Students receive thorough grounding in traditional philological and historical methods, but the program has also distinguished itself by fostering a variety of innovative approaches-applying literary and anthropological perspectives to the Bible, looking at Midrash through a folkloristic lens, bringing the concerns of cultural studies to the investigation of the world of the early rabbis, approaching Hebrew and Yiddish literature in the broad context of comparative literature, exploring issues of gender and national identity.

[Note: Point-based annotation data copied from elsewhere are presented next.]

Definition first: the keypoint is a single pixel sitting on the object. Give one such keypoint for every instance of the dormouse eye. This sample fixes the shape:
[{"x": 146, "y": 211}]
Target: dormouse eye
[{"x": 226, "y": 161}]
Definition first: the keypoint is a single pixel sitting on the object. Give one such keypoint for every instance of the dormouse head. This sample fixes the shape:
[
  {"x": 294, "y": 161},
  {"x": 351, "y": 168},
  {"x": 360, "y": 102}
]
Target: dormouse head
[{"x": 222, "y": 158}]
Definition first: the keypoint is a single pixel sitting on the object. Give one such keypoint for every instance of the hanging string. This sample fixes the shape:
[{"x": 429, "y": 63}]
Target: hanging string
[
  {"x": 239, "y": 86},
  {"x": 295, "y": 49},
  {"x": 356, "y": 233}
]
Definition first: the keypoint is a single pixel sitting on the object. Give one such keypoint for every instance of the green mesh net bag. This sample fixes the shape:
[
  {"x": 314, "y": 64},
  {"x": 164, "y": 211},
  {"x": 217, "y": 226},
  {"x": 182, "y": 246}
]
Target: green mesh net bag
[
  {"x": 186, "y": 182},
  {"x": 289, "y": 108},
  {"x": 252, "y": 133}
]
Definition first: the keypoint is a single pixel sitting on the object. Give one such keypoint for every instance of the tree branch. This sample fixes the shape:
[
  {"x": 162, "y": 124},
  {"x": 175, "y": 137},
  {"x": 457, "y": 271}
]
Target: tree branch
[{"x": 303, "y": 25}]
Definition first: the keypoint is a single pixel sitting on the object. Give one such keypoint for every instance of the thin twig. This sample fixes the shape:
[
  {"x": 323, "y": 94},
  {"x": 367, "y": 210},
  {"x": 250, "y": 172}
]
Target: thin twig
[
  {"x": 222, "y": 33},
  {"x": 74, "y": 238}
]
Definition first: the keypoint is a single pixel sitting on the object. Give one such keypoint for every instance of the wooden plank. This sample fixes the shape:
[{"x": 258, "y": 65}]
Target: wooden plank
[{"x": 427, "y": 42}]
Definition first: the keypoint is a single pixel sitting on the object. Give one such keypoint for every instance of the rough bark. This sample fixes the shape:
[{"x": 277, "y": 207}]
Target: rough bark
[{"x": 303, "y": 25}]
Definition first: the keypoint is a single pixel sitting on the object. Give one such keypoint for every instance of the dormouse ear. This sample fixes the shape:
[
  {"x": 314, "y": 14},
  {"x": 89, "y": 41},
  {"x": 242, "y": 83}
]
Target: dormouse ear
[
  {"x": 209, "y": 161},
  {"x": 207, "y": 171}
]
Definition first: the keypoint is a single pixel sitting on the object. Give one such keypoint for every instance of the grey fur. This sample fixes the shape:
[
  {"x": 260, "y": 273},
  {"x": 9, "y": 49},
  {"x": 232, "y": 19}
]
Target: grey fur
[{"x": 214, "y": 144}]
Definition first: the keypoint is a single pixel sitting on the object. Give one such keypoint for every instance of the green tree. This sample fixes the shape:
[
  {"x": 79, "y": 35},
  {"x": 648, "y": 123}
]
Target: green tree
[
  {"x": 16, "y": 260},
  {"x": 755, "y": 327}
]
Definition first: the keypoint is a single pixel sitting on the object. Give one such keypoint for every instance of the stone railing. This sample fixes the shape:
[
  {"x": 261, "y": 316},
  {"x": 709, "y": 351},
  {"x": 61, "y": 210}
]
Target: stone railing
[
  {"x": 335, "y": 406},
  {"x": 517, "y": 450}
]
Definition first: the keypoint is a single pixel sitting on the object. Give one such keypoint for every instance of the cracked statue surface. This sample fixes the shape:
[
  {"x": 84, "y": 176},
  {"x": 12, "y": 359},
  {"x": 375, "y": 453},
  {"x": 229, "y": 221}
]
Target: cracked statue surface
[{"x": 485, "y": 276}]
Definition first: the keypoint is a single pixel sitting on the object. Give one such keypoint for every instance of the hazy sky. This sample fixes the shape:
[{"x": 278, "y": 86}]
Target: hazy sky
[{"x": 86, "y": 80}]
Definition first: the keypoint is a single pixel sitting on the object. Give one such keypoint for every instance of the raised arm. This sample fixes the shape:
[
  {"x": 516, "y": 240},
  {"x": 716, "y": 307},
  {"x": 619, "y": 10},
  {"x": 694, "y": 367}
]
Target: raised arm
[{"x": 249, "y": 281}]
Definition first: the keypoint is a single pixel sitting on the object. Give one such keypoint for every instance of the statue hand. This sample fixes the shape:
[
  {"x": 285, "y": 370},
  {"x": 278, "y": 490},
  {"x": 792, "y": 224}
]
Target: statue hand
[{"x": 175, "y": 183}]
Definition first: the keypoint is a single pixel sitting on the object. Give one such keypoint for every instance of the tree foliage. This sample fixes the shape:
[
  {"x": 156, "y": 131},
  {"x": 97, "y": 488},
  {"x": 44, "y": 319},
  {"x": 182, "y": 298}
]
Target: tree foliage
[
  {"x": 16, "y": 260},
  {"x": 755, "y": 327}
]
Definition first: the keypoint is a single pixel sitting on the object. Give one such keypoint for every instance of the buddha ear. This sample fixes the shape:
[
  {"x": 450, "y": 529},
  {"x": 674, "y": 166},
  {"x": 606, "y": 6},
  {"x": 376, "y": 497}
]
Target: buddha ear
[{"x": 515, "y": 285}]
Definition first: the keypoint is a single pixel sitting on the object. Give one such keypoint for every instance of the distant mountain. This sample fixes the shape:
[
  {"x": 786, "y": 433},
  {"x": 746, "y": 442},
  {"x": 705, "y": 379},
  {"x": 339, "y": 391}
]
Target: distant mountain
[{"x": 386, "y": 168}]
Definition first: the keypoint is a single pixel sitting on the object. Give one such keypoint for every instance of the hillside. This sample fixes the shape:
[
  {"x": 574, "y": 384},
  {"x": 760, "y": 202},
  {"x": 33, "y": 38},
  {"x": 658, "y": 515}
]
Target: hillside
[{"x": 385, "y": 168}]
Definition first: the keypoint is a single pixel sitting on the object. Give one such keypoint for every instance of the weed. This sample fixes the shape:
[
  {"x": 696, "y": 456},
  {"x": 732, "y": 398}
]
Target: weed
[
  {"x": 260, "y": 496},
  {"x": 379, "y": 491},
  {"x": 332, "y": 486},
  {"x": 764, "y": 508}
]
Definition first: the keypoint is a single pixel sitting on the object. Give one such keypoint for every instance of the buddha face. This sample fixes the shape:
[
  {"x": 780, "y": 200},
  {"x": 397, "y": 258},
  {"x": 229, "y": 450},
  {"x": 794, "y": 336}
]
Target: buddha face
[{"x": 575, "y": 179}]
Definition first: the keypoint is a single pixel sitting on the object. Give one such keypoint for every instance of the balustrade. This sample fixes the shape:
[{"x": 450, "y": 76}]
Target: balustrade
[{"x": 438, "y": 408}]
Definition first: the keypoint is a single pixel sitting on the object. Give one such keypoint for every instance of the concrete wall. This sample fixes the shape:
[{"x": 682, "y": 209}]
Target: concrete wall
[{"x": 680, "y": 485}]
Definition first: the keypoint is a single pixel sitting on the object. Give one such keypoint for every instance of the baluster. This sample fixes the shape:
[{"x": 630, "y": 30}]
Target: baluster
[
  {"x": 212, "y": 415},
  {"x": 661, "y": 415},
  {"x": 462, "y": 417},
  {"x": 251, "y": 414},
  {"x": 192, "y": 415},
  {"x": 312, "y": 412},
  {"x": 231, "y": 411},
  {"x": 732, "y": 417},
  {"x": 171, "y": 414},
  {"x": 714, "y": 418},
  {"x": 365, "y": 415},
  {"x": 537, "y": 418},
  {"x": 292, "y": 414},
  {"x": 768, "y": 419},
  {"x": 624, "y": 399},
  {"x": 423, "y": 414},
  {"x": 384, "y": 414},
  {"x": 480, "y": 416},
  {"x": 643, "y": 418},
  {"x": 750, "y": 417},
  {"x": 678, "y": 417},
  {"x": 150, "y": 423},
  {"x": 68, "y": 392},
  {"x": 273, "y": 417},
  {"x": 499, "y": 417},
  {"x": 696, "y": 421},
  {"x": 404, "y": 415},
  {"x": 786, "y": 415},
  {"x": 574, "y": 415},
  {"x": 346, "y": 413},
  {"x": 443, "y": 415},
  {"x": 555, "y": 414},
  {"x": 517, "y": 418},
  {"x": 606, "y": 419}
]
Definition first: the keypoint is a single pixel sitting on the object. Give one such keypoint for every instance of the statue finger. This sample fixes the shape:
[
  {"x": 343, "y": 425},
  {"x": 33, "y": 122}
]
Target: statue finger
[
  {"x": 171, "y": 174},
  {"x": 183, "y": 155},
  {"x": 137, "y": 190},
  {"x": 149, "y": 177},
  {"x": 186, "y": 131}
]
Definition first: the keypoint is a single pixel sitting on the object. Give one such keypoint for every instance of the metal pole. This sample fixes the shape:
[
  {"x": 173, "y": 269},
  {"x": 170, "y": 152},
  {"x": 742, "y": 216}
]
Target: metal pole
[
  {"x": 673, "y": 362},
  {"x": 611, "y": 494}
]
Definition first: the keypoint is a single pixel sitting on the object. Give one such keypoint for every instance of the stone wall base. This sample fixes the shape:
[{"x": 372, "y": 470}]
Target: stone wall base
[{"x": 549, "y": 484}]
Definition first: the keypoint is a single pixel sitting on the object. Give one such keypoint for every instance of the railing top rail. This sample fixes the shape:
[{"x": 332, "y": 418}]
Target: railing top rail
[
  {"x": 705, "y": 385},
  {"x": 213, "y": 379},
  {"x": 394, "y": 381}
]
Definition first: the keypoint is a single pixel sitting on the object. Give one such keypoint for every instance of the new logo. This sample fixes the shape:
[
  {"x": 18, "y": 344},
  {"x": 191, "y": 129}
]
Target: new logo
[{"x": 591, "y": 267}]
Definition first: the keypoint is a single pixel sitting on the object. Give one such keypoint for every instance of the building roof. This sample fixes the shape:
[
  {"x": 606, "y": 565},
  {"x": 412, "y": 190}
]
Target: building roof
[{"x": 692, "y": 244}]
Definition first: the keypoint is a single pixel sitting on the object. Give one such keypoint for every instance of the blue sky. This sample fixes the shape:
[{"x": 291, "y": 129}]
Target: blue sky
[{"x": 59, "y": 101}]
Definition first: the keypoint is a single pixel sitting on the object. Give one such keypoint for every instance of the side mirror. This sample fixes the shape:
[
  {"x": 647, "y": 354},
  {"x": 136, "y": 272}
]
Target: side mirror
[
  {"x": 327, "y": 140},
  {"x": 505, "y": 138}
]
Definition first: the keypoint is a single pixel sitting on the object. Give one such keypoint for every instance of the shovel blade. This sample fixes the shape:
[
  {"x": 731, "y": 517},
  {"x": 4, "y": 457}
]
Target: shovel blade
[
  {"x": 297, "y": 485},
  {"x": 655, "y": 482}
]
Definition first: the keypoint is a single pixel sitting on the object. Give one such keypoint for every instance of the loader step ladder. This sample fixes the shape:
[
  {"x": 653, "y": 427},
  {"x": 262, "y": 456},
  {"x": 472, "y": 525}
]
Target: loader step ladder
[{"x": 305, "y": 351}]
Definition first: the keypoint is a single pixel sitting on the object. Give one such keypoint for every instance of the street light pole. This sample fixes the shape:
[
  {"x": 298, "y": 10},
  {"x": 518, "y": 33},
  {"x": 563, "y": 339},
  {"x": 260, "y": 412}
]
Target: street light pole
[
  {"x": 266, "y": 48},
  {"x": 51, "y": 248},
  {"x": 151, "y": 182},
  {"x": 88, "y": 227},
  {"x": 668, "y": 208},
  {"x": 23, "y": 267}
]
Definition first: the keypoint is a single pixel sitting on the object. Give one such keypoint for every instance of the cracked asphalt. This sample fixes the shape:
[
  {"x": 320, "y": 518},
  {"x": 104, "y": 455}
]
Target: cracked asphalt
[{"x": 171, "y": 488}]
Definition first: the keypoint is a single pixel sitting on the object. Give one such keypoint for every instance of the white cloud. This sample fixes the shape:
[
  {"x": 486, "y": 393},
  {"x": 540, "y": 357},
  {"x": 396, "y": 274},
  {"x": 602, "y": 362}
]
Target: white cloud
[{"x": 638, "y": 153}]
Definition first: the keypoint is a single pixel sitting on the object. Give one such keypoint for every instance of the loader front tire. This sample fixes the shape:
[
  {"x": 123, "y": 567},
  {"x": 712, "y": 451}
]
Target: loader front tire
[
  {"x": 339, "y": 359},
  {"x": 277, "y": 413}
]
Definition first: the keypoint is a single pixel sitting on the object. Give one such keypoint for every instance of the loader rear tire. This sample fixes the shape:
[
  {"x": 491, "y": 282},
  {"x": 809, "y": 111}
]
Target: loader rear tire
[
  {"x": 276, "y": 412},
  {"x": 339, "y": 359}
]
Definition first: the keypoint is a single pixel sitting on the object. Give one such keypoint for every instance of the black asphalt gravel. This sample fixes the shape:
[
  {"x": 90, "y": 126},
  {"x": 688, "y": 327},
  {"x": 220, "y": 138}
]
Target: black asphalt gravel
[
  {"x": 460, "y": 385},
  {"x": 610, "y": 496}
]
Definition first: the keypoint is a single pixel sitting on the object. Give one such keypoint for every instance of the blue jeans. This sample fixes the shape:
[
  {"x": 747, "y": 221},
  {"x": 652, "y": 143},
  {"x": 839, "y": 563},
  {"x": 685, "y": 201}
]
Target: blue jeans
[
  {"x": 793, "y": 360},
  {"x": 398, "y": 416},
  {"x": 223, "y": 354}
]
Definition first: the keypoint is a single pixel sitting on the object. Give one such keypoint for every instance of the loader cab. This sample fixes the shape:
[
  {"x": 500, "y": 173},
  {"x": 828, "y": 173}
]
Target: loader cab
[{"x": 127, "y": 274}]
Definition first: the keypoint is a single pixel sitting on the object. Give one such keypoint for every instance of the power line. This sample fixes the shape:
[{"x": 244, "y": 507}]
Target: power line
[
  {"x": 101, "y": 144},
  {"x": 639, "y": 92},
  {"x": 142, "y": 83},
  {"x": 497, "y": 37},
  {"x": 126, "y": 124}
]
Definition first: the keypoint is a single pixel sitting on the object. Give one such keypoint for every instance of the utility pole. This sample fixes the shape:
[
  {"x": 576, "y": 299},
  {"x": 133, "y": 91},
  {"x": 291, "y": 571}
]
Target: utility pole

As a matter of course, Berkeley faculty has represented Jewish Studies not as a parochial undertaking but as a set of intellectual interests constantly in a mutually productive dialogue with other disciplines in the humanities. Graduate training in various fields of Jewish Studies is conducted in the Departments of History, Comparative Literature, Near Eastern Studies, and in the Joint Doctoral Program with the Graduate Theological Union.
Students emerging from the Jewish Studies program at UC Berkeley occupy positions nationwide in institutions such as Princeton, Stanford, Yale, Rutgers, UCLA, Columbia, the University of Maryland, and the University of Florida as well as at the Hebrew University, Tel Aviv University, Haifa University, and Ben Gurion University.